We’ve always thought that the less you drive, the less you should pay for your car insurance. That’s the whole idea behind our pay-by-mile approach.
The more of your overall costs that we link to driving the more opportunity you have to save. So we’ve taken the decision to reduce the fixed cost portion of our premiums by as much as we can. This means more of the cost is shifted over to the per-mile rate.
That means every mile you drive under your estimate is saving you a bigger proportion of your cover than it would before.
It could be that your overall cost has still gone up, though. That’s because, at the same time we’ve made this change, inflation has been hitting the global economy hard.

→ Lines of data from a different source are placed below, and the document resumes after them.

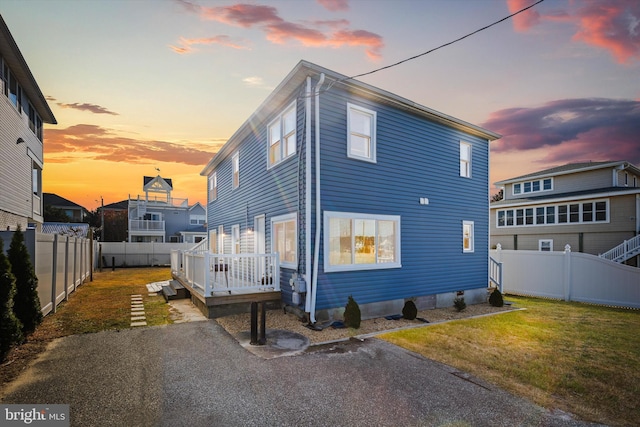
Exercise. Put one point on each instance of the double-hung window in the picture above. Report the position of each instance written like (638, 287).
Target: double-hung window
(467, 236)
(361, 133)
(284, 235)
(465, 159)
(282, 136)
(235, 160)
(213, 186)
(355, 241)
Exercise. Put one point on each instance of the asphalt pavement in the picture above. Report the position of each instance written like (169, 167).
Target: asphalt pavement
(196, 374)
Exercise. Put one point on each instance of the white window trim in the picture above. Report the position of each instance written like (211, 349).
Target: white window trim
(541, 241)
(472, 239)
(373, 114)
(466, 144)
(213, 186)
(279, 120)
(357, 267)
(235, 160)
(285, 218)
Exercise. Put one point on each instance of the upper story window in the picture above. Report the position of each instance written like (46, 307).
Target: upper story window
(465, 159)
(355, 241)
(213, 186)
(282, 136)
(533, 186)
(236, 170)
(361, 133)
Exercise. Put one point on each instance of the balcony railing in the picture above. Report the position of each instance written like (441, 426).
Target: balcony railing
(210, 273)
(146, 225)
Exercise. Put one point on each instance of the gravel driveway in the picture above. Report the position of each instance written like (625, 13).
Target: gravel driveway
(196, 374)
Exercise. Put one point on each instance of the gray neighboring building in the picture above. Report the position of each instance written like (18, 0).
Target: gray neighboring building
(23, 110)
(159, 217)
(592, 206)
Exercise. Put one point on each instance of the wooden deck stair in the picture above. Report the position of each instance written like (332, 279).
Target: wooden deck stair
(174, 290)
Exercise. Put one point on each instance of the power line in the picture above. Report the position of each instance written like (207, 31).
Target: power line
(439, 47)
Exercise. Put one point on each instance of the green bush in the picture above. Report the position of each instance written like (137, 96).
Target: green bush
(459, 303)
(10, 327)
(495, 299)
(352, 316)
(409, 311)
(26, 303)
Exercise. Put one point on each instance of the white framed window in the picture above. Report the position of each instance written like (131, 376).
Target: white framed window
(545, 245)
(281, 135)
(236, 170)
(467, 236)
(235, 239)
(357, 241)
(213, 241)
(284, 239)
(361, 133)
(213, 186)
(465, 159)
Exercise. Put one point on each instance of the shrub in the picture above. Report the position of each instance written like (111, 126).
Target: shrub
(10, 327)
(409, 311)
(352, 315)
(26, 303)
(459, 303)
(495, 299)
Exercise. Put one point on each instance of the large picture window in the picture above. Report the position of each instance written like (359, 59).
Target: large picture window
(284, 238)
(356, 241)
(361, 124)
(282, 136)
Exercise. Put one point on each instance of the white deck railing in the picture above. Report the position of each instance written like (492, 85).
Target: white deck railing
(210, 273)
(624, 251)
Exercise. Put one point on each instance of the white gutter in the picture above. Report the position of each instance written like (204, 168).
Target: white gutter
(307, 197)
(316, 253)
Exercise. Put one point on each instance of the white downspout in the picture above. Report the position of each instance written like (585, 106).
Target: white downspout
(307, 197)
(316, 253)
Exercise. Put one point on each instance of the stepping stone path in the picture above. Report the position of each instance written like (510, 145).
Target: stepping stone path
(137, 311)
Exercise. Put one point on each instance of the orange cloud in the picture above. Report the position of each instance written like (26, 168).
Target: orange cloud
(221, 40)
(280, 31)
(335, 5)
(97, 143)
(613, 25)
(93, 108)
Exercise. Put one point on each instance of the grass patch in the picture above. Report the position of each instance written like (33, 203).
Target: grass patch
(95, 306)
(576, 357)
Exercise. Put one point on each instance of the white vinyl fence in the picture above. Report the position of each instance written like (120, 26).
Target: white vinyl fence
(62, 263)
(125, 254)
(569, 276)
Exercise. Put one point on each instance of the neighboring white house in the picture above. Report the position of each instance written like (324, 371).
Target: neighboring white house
(592, 206)
(23, 110)
(159, 217)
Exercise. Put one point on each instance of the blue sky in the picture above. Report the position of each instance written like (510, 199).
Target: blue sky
(144, 84)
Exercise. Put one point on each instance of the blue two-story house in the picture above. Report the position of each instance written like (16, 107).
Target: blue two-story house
(361, 192)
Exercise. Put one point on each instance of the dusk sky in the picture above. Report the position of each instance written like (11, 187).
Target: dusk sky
(143, 84)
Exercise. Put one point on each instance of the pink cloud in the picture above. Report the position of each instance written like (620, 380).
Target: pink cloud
(99, 143)
(186, 43)
(335, 5)
(279, 31)
(570, 129)
(613, 25)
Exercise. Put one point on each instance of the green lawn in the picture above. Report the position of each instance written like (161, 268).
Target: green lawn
(579, 358)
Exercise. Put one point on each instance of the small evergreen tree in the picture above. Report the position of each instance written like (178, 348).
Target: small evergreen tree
(10, 327)
(26, 303)
(352, 316)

Inflation impacts different products and services differently. Unfortunately, a lot of the costs that come with providing car insurance have gone up way above the general rate of inflation.
Because of shortages of parts and labour, repairs are much more expensive than they were a few years ago - and take longer to complete. As tend to happens in tough times, certain types of car crime have been on the up - which increases risk for everyone. And because of lack of supply, second car prices are very high - which makes them more expensive to replace like for like.
We know none of the above is your fault - but it does mean that, across the industry, prices are up on average.
Fortunately, we’re not your average insurance provider. With us, whenever you’re driving less, you’re paying less. So, even if your quote has gone up, you could still end up saving money.